The researchers came up with a procedure for identifying patient subgroups responding differently to two types of treatment. "Identifying smaller groups with significant differences between them is fairly easy," notes Kuznetsov, "but only clinical trials can fully confirm the hypotheses." Conducting such clinical trials is the key objective of the Centre's medics today. In addition to this, the researchers are now addressing a few remaining questions, e.g. how to modify the process for comparing three or more different treatment strategies, how to take into account adverse events such as recurrence and metastasis, and others.

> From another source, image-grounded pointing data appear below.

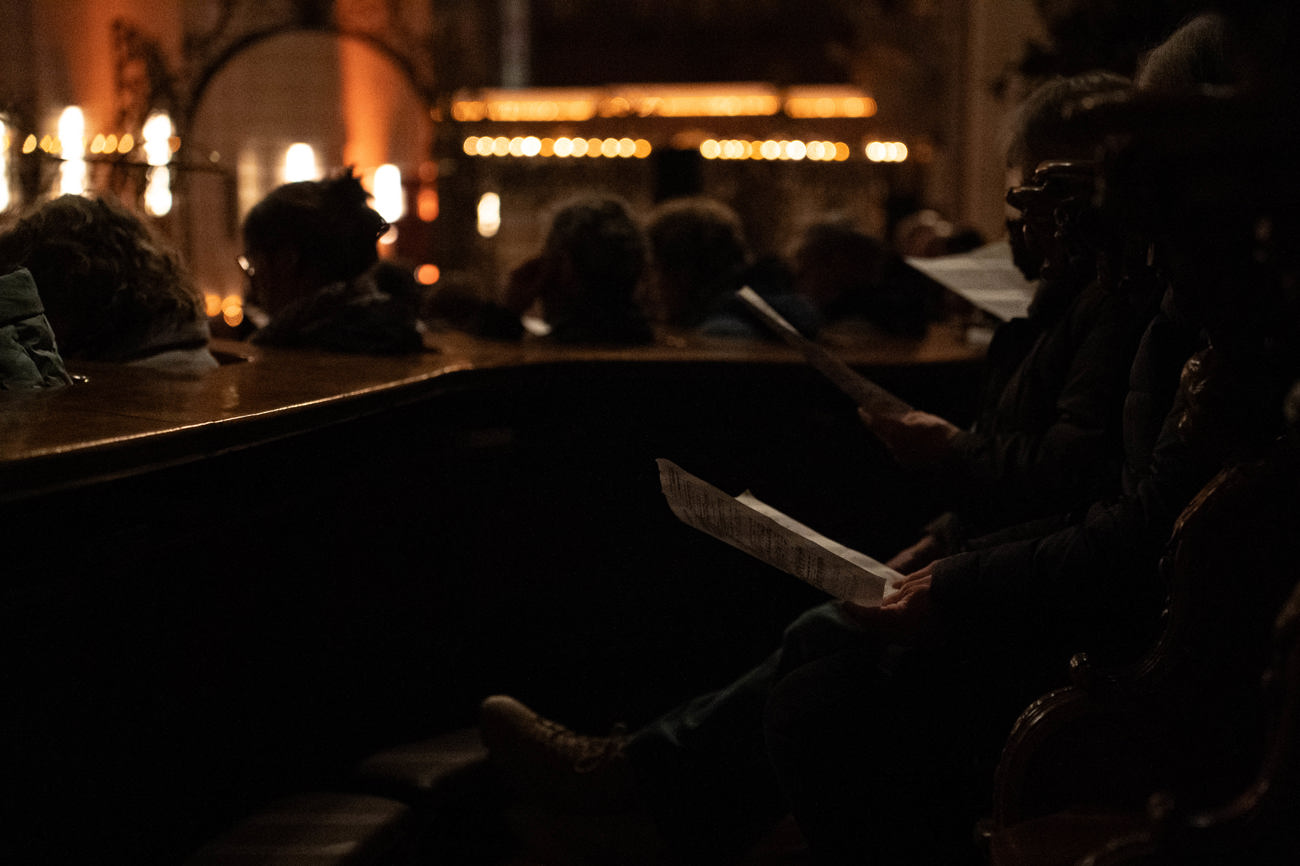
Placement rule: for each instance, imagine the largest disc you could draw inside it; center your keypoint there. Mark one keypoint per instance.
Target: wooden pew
(1187, 756)
(228, 589)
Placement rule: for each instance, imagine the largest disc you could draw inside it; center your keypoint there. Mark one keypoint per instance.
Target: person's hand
(905, 615)
(914, 437)
(918, 555)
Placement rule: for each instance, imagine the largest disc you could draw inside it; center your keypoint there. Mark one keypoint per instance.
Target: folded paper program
(770, 536)
(863, 392)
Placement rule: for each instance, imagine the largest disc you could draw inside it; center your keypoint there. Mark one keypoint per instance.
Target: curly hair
(105, 277)
(328, 223)
(602, 242)
(698, 250)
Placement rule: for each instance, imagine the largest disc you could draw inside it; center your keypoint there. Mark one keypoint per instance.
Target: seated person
(716, 770)
(850, 276)
(112, 289)
(313, 269)
(698, 260)
(27, 354)
(585, 277)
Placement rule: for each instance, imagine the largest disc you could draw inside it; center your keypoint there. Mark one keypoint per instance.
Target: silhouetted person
(698, 260)
(313, 268)
(113, 290)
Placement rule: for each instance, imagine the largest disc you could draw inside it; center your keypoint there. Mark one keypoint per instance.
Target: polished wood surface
(120, 419)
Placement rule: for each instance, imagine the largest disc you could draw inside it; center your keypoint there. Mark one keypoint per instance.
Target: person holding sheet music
(1048, 441)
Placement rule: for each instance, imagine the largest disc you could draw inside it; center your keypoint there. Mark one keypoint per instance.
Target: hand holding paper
(869, 395)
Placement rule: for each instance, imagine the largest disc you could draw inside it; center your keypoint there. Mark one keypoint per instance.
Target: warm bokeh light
(727, 99)
(4, 164)
(389, 196)
(427, 204)
(887, 151)
(232, 310)
(774, 150)
(157, 193)
(300, 163)
(533, 146)
(157, 139)
(72, 144)
(828, 100)
(212, 304)
(489, 215)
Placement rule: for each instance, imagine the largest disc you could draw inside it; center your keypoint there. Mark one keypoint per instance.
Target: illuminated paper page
(987, 277)
(770, 536)
(861, 390)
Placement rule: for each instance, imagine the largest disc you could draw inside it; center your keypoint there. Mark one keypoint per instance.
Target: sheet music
(863, 392)
(771, 536)
(987, 277)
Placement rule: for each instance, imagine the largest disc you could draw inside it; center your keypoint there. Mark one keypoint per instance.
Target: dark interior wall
(186, 642)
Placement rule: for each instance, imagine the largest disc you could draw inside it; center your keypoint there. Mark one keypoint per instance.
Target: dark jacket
(354, 316)
(29, 356)
(1095, 584)
(1049, 433)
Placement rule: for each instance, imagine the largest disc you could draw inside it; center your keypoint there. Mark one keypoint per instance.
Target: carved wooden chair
(1190, 754)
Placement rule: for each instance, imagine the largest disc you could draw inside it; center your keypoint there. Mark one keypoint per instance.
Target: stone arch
(237, 25)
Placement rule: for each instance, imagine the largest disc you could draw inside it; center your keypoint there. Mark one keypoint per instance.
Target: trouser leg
(703, 766)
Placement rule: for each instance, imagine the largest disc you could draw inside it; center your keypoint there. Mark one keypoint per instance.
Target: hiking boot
(545, 761)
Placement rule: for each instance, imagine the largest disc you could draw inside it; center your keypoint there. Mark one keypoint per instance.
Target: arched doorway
(341, 95)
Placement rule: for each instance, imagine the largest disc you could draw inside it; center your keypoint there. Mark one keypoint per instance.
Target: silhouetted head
(1041, 129)
(698, 254)
(310, 234)
(109, 285)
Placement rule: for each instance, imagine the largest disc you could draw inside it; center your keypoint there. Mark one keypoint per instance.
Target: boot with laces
(546, 762)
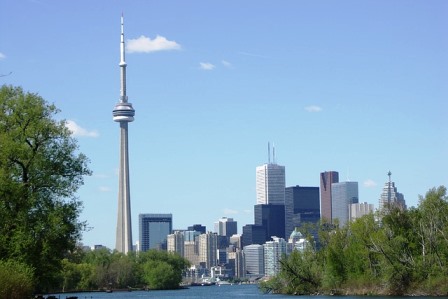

According to Kuznetsov, the procedure they have developed can be easily adapted to any subgroup analysis, and is not limited to hematology and medicine. Now it is up to medics to interpret the study's results and come up with a clinical decision. Dozens of patients, without knowing it, are waiting for a confirmation that the method works. These patients may never know who they should credit for the solution, but the medics of the Dima Rogachev Centre are now certain that the can always turn to HSE mathematicians for assistance.